Assumptions about growth rates for other types of traffic are quite similar to those predicted by JP Morgan-McKinsey.

In the short term, the overall forecasts produced by the two groups are quite similar. According to the Cohen Group forecast, total IP traffic growth probably fell to 84% in 2002 and will be close to 100% in 2003, due to the global economic downturn.
Within just a few years, though, the difference in assumptions about P2P and S2S growth rates yields a substantial difference in total IP traffic forecasted. Compared with JP Morgan-McKinsey's baseline forecast, where IP traffic grows from 1 Exabyte in 2001 to 47 Exabytes in 2008, Cohen Communications Group forecasts that IP traffic will grow to 550 Exabytes by 2008 (Figure 3).

Price drops; optical factors Two additional developments support the growth that Cohen Communications Group forecasts for grid computing.

First, huge price declines for wholesale transit backbone capacity in 2001 and 2002 (and anticipated for 2004-2005) would be passed along to customers whose bandwidth costs could then fall by 70% or more. This facilitates using applications that require "big pipes," or high bandwidth.

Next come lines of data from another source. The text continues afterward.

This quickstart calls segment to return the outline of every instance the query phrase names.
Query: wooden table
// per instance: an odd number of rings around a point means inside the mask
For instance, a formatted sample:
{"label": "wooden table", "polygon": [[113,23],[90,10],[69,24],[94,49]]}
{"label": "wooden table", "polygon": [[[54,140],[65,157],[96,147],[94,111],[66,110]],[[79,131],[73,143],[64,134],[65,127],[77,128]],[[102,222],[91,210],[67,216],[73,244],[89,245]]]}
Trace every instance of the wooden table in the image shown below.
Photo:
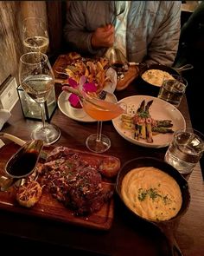
{"label": "wooden table", "polygon": [[[61,91],[56,84],[57,95]],[[118,99],[137,94],[150,94],[139,89],[134,81],[129,87],[116,92]],[[191,126],[188,104],[183,98],[179,110]],[[51,121],[61,131],[55,145],[86,150],[86,138],[96,131],[96,123],[82,123],[65,116],[59,108]],[[10,123],[3,132],[29,140],[31,130],[37,121],[24,119],[18,102],[12,110]],[[166,148],[152,149],[131,144],[123,139],[114,129],[112,121],[103,124],[103,132],[110,137],[112,147],[106,152],[121,160],[121,163],[137,156],[153,156],[163,159]],[[200,165],[196,166],[188,179],[191,203],[187,213],[182,218],[177,232],[177,242],[186,256],[204,255],[204,186]],[[139,220],[132,220],[115,195],[115,211],[112,226],[108,231],[92,230],[23,214],[0,210],[0,234],[2,244],[22,253],[22,246],[32,252],[61,253],[74,255],[169,255],[167,240],[157,227]],[[58,253],[59,254],[59,253]]]}

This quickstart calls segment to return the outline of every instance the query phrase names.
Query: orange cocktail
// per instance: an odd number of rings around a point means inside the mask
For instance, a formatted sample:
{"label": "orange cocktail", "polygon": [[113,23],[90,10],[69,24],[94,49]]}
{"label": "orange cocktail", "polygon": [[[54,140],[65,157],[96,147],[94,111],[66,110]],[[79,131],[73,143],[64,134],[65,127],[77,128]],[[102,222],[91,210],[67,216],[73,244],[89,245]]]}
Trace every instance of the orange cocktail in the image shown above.
{"label": "orange cocktail", "polygon": [[92,98],[92,102],[82,102],[84,110],[93,119],[98,121],[109,121],[116,118],[124,109],[118,103],[105,102],[100,99]]}

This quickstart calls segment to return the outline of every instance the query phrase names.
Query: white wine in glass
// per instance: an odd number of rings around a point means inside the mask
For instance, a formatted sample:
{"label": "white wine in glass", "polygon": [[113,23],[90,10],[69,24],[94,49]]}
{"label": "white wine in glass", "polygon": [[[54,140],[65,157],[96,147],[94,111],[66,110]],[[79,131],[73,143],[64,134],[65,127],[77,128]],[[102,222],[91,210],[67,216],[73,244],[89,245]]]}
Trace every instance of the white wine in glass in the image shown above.
{"label": "white wine in glass", "polygon": [[19,81],[25,92],[41,108],[42,124],[31,134],[33,140],[42,140],[44,145],[55,142],[61,136],[60,129],[45,122],[45,102],[54,86],[54,76],[47,55],[29,52],[20,58]]}
{"label": "white wine in glass", "polygon": [[46,53],[49,37],[45,22],[39,17],[27,17],[22,21],[22,43],[27,51]]}

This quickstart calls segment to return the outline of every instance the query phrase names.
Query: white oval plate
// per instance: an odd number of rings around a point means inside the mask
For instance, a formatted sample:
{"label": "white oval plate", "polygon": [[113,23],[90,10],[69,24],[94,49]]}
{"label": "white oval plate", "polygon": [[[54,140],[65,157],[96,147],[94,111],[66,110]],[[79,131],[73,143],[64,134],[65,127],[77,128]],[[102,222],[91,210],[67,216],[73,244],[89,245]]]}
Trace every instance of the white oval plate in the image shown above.
{"label": "white oval plate", "polygon": [[[96,121],[95,119],[92,119],[91,116],[89,116],[87,114],[85,113],[85,115],[82,117],[77,116],[74,115],[73,111],[71,110],[70,108],[70,104],[68,102],[68,97],[69,97],[70,94],[63,91],[61,93],[61,95],[58,97],[58,107],[60,108],[60,110],[67,116],[68,116],[69,118],[72,118],[75,121],[84,121],[84,122],[92,122],[92,121]],[[114,95],[114,102],[118,102],[115,95]],[[110,100],[109,100],[110,101]]]}
{"label": "white oval plate", "polygon": [[[117,73],[116,71],[112,69],[112,68],[109,68],[108,70],[106,71],[105,74],[106,76],[109,76],[111,82],[107,82],[105,83],[105,86],[104,87],[104,90],[113,94],[113,92],[115,91],[116,89],[116,85],[117,85]],[[85,122],[92,122],[92,121],[96,121],[96,120],[92,119],[91,116],[89,116],[88,115],[86,115],[83,117],[79,117],[76,116],[73,114],[73,112],[70,109],[69,104],[68,104],[68,97],[69,97],[69,93],[62,91],[61,93],[61,95],[58,97],[58,107],[60,108],[60,110],[67,116],[68,116],[69,118],[72,118],[75,121],[85,121]]]}
{"label": "white oval plate", "polygon": [[[143,100],[147,103],[153,100],[153,103],[150,108],[150,114],[153,119],[172,120],[174,131],[179,128],[186,128],[186,121],[182,113],[170,103],[164,102],[156,97],[147,95],[134,95],[124,98],[118,102],[124,102],[127,105],[127,113],[133,114],[136,112]],[[133,138],[133,132],[121,128],[121,115],[112,120],[112,124],[117,132],[130,142],[146,148],[163,148],[167,147],[173,139],[174,134],[156,134],[153,135],[153,142],[148,143],[143,139],[139,141]]]}

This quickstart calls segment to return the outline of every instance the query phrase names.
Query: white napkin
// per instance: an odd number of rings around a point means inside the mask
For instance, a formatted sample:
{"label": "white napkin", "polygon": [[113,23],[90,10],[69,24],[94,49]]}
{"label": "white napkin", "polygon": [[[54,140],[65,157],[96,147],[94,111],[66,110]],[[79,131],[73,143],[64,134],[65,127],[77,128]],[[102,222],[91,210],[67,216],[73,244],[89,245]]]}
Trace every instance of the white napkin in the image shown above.
{"label": "white napkin", "polygon": [[10,119],[11,114],[7,109],[0,109],[0,130],[2,129],[3,124]]}

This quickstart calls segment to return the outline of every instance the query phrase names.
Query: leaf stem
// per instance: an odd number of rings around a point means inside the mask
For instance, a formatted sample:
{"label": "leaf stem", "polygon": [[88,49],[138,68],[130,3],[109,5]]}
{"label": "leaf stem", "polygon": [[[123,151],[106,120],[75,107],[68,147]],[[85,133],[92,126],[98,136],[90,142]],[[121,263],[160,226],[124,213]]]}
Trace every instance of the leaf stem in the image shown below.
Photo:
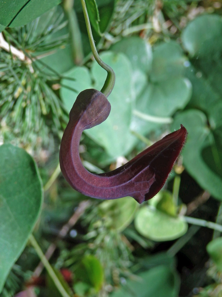
{"label": "leaf stem", "polygon": [[179,195],[179,191],[180,189],[180,176],[179,175],[176,175],[174,178],[174,180],[173,181],[173,198],[176,205],[177,205],[178,204],[178,196]]}
{"label": "leaf stem", "polygon": [[44,192],[48,191],[56,179],[58,177],[59,175],[61,172],[59,163],[56,167],[55,170],[49,179],[44,186]]}
{"label": "leaf stem", "polygon": [[213,229],[214,230],[222,232],[222,225],[216,223],[213,223],[213,222],[209,222],[200,219],[192,218],[190,217],[184,217],[184,219],[190,224],[200,226],[202,227],[207,227],[210,229]]}
{"label": "leaf stem", "polygon": [[92,33],[89,19],[87,12],[87,9],[85,0],[81,0],[81,2],[84,15],[86,24],[86,26],[87,31],[88,32],[89,43],[90,44],[91,49],[92,52],[95,58],[95,59],[99,65],[106,70],[107,72],[107,76],[106,79],[104,83],[103,86],[101,89],[101,91],[104,94],[106,97],[107,97],[112,92],[114,86],[115,79],[115,73],[111,67],[102,61],[99,56],[96,46],[95,45],[95,43]]}
{"label": "leaf stem", "polygon": [[29,239],[30,242],[35,249],[36,253],[39,257],[41,261],[44,264],[46,269],[47,271],[47,272],[52,279],[54,282],[55,285],[59,291],[62,297],[70,297],[70,296],[64,288],[60,281],[58,278],[49,263],[48,260],[42,251],[41,248],[38,244],[36,239],[32,234],[31,234],[30,236]]}
{"label": "leaf stem", "polygon": [[72,54],[74,62],[81,65],[84,57],[81,33],[75,12],[73,9],[74,0],[63,0],[63,8],[69,21]]}
{"label": "leaf stem", "polygon": [[160,124],[170,124],[173,121],[172,118],[169,117],[156,116],[151,116],[149,114],[144,113],[139,110],[134,109],[133,111],[133,113],[136,116],[148,122],[152,123],[159,123]]}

Second, new optical metro rings and meshed optical switching should make it far cheaper to transmit IP traffic. This will create an additional wave of price declines on a per-Gigabit basis. As a consequence, there is likely to be another major decline in costs, contributing, in part, to the huge growth in IP traffic that Cohen Communications Group forecasts for 2005.

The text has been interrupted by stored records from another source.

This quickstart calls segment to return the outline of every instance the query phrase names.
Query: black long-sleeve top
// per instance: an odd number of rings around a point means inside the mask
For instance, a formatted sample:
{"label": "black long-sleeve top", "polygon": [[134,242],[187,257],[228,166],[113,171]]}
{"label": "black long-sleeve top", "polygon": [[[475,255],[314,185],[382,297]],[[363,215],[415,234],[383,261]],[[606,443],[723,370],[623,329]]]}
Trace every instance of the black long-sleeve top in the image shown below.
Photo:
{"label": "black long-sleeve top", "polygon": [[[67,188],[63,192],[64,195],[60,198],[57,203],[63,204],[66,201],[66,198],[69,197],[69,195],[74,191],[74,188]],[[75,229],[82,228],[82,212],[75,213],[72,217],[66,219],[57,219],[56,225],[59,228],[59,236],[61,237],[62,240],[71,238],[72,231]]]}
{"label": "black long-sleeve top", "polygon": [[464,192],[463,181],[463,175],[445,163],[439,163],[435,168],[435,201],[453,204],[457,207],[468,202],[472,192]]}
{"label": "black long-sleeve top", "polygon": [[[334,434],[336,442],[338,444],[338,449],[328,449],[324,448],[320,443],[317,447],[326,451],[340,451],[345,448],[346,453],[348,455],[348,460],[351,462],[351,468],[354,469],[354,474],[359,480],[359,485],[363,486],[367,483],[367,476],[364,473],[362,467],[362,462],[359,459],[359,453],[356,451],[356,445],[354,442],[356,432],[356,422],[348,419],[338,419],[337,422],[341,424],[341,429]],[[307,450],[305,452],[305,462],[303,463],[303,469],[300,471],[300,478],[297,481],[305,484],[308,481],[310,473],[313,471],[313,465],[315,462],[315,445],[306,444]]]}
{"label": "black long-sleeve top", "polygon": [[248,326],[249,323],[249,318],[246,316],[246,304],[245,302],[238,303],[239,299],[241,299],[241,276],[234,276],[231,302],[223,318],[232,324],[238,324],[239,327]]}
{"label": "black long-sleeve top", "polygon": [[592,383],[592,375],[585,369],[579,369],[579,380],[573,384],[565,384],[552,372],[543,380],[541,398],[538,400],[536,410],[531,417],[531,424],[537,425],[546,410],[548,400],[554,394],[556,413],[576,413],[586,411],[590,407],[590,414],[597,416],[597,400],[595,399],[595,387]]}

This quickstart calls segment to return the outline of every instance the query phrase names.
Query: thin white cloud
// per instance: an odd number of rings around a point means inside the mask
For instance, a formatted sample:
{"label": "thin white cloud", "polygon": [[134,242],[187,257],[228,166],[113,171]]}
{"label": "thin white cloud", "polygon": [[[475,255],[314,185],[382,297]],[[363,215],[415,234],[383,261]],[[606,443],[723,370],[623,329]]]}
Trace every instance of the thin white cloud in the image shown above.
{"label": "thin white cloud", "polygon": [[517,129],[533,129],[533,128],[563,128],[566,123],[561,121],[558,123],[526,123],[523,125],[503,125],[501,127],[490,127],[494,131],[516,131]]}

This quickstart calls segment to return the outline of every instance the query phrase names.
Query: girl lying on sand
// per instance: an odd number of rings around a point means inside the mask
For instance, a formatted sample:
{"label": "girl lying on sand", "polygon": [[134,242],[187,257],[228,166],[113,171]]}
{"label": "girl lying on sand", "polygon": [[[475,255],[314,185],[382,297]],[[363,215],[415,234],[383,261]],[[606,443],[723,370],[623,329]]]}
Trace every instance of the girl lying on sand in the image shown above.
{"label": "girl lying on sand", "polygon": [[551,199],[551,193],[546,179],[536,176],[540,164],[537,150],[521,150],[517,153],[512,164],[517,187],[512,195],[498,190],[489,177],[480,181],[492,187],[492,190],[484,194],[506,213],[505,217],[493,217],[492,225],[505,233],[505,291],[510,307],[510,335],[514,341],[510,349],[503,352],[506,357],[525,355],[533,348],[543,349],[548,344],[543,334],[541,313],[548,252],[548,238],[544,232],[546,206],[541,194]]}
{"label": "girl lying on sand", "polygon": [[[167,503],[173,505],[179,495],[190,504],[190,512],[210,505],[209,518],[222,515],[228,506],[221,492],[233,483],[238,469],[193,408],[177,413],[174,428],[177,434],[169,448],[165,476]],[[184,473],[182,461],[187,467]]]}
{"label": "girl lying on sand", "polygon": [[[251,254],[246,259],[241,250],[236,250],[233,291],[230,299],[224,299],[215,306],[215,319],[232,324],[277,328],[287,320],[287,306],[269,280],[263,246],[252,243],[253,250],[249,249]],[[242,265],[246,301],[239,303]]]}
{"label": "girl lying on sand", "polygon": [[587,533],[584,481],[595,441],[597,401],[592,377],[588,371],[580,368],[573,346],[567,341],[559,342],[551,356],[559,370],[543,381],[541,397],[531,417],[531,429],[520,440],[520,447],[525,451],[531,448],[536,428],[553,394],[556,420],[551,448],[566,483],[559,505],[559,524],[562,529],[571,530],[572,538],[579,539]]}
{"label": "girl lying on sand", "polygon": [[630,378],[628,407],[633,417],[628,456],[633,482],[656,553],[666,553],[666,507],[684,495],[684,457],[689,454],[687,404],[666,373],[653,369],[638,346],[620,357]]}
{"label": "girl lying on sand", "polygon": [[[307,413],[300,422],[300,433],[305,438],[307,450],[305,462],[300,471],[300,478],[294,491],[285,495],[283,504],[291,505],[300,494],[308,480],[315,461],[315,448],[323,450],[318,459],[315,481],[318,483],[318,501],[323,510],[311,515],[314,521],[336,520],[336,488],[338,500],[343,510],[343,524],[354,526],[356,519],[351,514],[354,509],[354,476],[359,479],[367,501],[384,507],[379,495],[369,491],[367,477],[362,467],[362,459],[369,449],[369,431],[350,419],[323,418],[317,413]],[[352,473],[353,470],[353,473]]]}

Is there additional evidence to support the view that grid computing will be such a key driver of broadband demand?

Efforts to promote grid computing continue to expand. An example is Sun Microsystems' programs to expand the use of Java through the JXTA project and to create tools to deal with complex software development issues for collaborations or 3-D manipulation.

Also, a large number of firms are beginning to use new JXTA software and tools. And IBM has devoted significant resources to support its move into on-demand computing and grids, which has become a centerpiece of IBM's future strategy.

Finally, firms such as Avaki, Entropia, and Platform Computing, are selling Grid software to a large number of customers. Although many of these efforts are still in their infancy, they underscore the attention now being paid to the commercialization of grid computing.

What would success in this area mean to computing and to the economy? New collaborative software should enhance companies' abilities to have machines (computers) do more work that until now only humans could do. This improves productivity, making our economy gain more output from specific inputs, including from the more productive computers themselves! Higher corporate profits would help new products and services come to market. In addition, successful innovative services could help ISPs shift their business models from charging for transport to gaining revenues from value-added services, such as collaboration services, payments, and computational power. This new value-added model could reinvigorate the telecommunications industry and business in general.